In these pages, we get a glimpse into the life of a young girl haunted by the loss of her beloved father - a man who drowned at sea while out on his fishing boat, but rumoured to have run off with his lover and abandoned his wife and child. For Kara, something has gone missing from her life along with her father, but she knows that he was planning to return home to her, despite what people say - if she could only find him in the waves and bring him home, and so make herself whole again.
This is the most wonderful coming of age story, set in the heady summer of 1978, and it sings with the promise of what Kara's life could be if she can break away from this small community and pull of the sea that holds the echoes of her father. She knows she wants more than life here can offer and longs for the bright lights of London.
"The snow cranes are ready to fly south again with all our squandered beauty
stowed beneath their wings."
Amanda Huggins writes the part of Kara so beautifully. Her portrayal is full of the angst and confused emotions of youth, rich with palpable longing for adventure away from the stifling small town community in which she lives, for a life of glamour with sophisticated companions, and yet unable to quite throw off the lure of security that home guarantees. It's so evocative for anyone who grew up in a small seaside town, like myself, that I found myself pulled right back in time - the people, the environment and the feelings all came rolling back!
Of course, coping with the loss of her father makes this more than your usual coming of age tale and it allows Amanda Huggins to fully explore Kara's relationship with the sea in all its wild and rugged glory - bringing in a riot of colour, sound and the symbolism of mysterious folk lore magic that draws us in and lets the waves of the text wash over us.
For a novella of only 122 pages All Our Squandered Beauty takes you on the kind of emotional journey that only an accomplished author can. I loved the way Amanda uses the locations of home and Greece as a way to contrast between Kara's experiences of people and environment - again using the sea almost as an extra character in the story - it was so cleverly done.
I also adored the little nod Amanda makes to her own incredible poetry anthology, The Collective Nouns For Birds, when Kara reminisces about her father. This made me smile big time, Amanda!
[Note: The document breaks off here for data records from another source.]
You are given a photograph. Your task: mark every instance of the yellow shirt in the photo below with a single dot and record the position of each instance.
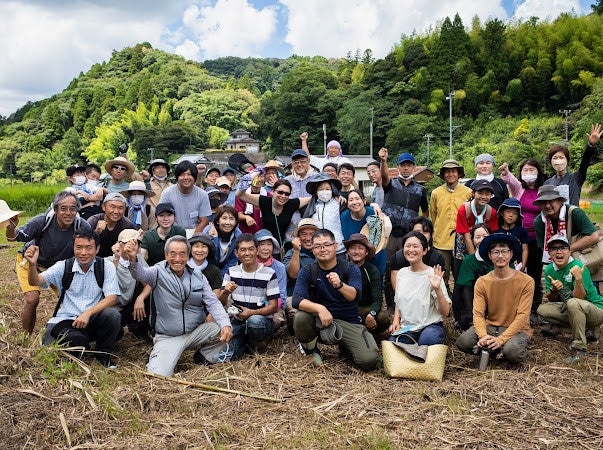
(443, 208)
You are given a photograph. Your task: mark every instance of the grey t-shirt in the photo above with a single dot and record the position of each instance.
(55, 244)
(189, 207)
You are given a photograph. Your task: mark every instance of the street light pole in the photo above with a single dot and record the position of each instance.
(449, 98)
(371, 133)
(429, 136)
(566, 113)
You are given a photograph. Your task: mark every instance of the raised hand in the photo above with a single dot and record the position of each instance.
(595, 134)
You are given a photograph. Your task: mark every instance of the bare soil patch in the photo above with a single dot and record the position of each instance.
(47, 401)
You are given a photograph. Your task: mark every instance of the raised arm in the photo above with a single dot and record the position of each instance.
(304, 139)
(383, 154)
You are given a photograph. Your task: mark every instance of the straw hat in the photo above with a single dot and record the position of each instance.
(120, 160)
(138, 186)
(377, 231)
(6, 213)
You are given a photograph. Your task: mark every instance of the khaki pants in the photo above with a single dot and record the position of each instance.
(514, 350)
(356, 339)
(578, 314)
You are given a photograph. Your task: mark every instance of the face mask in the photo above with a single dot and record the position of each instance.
(324, 196)
(560, 165)
(137, 199)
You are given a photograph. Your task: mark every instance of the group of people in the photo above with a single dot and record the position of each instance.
(217, 264)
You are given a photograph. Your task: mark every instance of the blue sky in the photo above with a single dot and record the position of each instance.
(48, 43)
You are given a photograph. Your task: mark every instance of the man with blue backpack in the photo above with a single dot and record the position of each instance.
(52, 232)
(88, 291)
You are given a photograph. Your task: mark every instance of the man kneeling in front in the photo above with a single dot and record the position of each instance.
(181, 297)
(326, 295)
(501, 304)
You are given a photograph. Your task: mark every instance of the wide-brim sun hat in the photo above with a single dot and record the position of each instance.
(158, 162)
(359, 238)
(484, 246)
(377, 231)
(138, 186)
(547, 193)
(305, 223)
(120, 161)
(6, 213)
(451, 164)
(206, 240)
(321, 177)
(510, 203)
(265, 235)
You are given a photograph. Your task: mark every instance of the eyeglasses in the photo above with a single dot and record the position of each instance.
(323, 246)
(558, 249)
(64, 208)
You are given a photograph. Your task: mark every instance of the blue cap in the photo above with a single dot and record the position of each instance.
(510, 203)
(298, 152)
(406, 157)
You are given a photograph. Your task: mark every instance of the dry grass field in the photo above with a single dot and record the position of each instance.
(49, 401)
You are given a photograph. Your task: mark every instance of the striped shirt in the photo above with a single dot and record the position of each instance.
(84, 291)
(253, 289)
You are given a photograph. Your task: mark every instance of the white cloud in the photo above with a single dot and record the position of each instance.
(230, 28)
(188, 49)
(333, 28)
(545, 9)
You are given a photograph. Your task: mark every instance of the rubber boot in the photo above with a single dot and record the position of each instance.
(311, 348)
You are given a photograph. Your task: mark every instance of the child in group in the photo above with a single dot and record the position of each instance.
(88, 194)
(471, 269)
(474, 211)
(509, 222)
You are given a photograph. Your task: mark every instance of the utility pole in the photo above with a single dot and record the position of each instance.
(449, 98)
(371, 133)
(566, 113)
(429, 136)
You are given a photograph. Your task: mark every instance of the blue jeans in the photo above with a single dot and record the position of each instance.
(430, 335)
(250, 333)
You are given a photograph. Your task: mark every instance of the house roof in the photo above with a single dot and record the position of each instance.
(194, 158)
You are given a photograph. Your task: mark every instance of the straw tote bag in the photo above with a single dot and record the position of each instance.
(412, 361)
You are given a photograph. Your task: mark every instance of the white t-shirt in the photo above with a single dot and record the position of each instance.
(189, 207)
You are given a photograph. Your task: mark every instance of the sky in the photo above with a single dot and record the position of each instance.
(45, 44)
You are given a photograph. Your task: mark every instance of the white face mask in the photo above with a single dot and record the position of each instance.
(560, 165)
(137, 199)
(324, 196)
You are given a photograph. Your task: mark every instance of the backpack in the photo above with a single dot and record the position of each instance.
(99, 274)
(345, 268)
(487, 214)
(47, 221)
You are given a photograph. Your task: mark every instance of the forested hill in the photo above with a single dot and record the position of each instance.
(508, 84)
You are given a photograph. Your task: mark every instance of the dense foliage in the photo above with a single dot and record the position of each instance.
(508, 84)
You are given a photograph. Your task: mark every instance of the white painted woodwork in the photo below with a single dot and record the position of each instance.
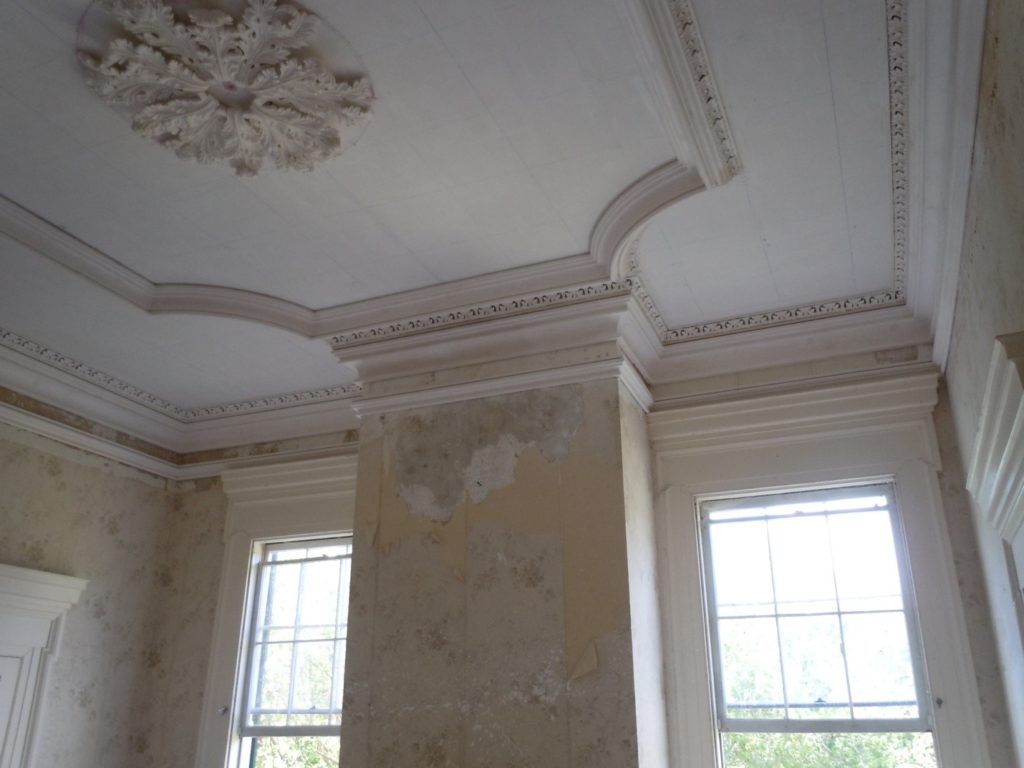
(880, 429)
(995, 477)
(287, 501)
(32, 603)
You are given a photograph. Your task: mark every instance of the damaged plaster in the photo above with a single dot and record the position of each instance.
(489, 624)
(445, 454)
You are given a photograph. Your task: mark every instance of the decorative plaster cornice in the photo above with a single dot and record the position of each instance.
(895, 31)
(689, 34)
(185, 416)
(475, 313)
(613, 253)
(995, 477)
(672, 56)
(616, 228)
(87, 373)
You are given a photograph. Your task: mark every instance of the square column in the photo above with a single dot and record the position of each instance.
(503, 606)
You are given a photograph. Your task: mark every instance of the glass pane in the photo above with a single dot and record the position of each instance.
(828, 751)
(271, 676)
(318, 602)
(313, 671)
(879, 658)
(296, 752)
(752, 679)
(742, 570)
(812, 662)
(281, 590)
(866, 572)
(802, 564)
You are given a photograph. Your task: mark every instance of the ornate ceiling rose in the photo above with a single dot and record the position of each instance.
(218, 86)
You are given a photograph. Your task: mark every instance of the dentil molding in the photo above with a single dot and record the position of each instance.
(995, 477)
(120, 387)
(217, 88)
(674, 61)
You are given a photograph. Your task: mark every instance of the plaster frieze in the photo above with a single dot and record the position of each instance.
(122, 388)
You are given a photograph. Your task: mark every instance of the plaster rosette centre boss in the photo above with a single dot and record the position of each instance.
(227, 82)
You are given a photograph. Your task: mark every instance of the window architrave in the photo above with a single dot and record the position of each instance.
(865, 431)
(293, 501)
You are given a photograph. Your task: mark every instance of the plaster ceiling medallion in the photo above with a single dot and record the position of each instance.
(227, 82)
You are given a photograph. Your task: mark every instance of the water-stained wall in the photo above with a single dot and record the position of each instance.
(125, 689)
(990, 293)
(489, 621)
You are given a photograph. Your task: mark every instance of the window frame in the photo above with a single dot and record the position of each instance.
(923, 723)
(872, 430)
(301, 500)
(248, 732)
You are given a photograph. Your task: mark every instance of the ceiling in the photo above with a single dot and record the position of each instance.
(504, 133)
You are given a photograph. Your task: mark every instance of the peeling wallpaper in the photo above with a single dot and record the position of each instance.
(990, 295)
(489, 623)
(125, 688)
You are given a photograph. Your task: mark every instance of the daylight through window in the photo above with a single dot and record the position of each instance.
(813, 632)
(296, 659)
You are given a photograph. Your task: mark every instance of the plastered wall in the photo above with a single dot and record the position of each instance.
(990, 294)
(489, 621)
(125, 689)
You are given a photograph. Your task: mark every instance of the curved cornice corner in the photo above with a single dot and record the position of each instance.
(634, 208)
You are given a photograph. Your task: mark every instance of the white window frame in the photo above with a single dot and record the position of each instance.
(312, 499)
(873, 431)
(838, 725)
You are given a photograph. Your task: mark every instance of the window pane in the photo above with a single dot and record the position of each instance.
(802, 564)
(742, 570)
(297, 655)
(313, 671)
(281, 585)
(296, 752)
(753, 681)
(272, 672)
(812, 658)
(318, 602)
(879, 656)
(866, 571)
(828, 751)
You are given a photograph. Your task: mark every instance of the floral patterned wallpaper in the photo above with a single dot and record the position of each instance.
(125, 688)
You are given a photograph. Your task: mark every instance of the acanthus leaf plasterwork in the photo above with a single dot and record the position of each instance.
(478, 312)
(689, 35)
(895, 33)
(184, 415)
(633, 280)
(215, 88)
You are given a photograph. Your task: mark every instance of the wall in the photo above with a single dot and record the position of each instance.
(126, 687)
(489, 620)
(971, 578)
(990, 298)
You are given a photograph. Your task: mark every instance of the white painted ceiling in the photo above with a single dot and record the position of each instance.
(805, 85)
(502, 129)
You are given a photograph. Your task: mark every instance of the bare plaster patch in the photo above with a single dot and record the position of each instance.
(444, 454)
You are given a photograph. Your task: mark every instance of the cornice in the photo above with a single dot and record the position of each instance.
(674, 62)
(183, 415)
(895, 33)
(610, 265)
(995, 477)
(628, 259)
(619, 223)
(477, 312)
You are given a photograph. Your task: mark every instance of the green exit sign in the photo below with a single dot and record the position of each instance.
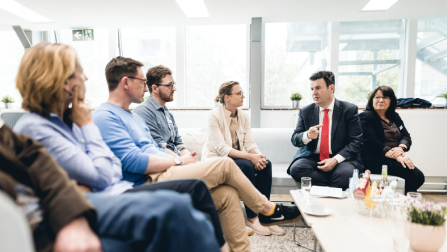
(83, 35)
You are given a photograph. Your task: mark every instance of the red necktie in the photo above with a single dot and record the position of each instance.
(324, 144)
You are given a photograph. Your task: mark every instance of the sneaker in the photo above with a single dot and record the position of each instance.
(249, 230)
(258, 228)
(276, 230)
(282, 215)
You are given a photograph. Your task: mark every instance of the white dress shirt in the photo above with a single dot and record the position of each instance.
(307, 140)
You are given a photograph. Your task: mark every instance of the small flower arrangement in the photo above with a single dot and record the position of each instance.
(443, 95)
(7, 99)
(296, 97)
(426, 212)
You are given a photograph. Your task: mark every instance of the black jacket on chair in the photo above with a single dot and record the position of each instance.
(374, 134)
(346, 133)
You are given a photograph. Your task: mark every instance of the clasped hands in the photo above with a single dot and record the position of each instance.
(399, 154)
(259, 160)
(327, 164)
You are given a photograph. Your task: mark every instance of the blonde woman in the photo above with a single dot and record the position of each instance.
(50, 78)
(229, 132)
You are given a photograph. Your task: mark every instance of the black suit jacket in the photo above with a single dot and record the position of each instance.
(374, 134)
(346, 133)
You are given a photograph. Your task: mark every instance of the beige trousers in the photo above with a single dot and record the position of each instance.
(227, 184)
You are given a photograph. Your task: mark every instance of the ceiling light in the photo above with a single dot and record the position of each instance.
(22, 11)
(193, 8)
(379, 5)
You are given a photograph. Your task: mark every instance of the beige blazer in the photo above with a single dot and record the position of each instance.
(218, 142)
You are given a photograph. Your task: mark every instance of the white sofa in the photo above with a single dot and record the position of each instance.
(275, 144)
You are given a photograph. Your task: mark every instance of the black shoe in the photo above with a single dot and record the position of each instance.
(282, 215)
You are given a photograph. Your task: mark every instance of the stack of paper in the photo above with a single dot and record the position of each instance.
(325, 191)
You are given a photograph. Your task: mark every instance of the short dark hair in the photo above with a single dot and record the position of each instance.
(387, 92)
(119, 67)
(155, 74)
(328, 77)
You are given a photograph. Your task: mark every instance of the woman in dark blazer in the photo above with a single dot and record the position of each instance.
(385, 139)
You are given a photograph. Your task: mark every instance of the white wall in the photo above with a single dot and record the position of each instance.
(427, 127)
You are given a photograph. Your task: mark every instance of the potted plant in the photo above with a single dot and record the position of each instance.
(427, 228)
(7, 100)
(296, 98)
(443, 95)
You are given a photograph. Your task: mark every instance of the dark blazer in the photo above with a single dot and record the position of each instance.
(346, 133)
(374, 135)
(25, 161)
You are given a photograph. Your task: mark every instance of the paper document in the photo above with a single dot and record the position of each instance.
(325, 191)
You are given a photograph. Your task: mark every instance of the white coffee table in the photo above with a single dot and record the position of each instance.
(345, 230)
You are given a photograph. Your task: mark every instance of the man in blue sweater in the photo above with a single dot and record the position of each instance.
(143, 161)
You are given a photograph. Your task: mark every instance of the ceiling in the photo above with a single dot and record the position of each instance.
(144, 13)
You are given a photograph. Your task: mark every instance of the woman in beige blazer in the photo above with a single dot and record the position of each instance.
(229, 132)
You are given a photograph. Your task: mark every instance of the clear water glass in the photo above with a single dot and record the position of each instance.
(306, 184)
(401, 227)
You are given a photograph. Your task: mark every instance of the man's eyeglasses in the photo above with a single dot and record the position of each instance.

This book is beautiful and I promise you it will take you through a whole gamut of emotions, with plenty of tears along the way, but both the journey and the destination will make it all worthwhile.
All Our Squandered Beauty will be available to buy from your favourite book retailer in paperback format from 31st January 2021.
Thank you to Amanda Huggins and Victorina Press for gifting me a copy of this book in return for an honest review.
About the author:
She has been placed and listed in numerous competitions including Fish, Bridport, Bath, the Alpine Fellowship Writing Award and the Colm Toibin International Short Story Award.
In 2018 her story Red was a finalist in the Costa Short Story Award. Her travel writing has also won several prizes, notably the BGTW New Travel Writer of the Year in 2014, and she has twice been a finalist in the Bradt Guides New Travel Writer Award.
Amanda grew up on the North Yorkshire coast, moved to London in the 1990s, and now lives in West Yorkshire.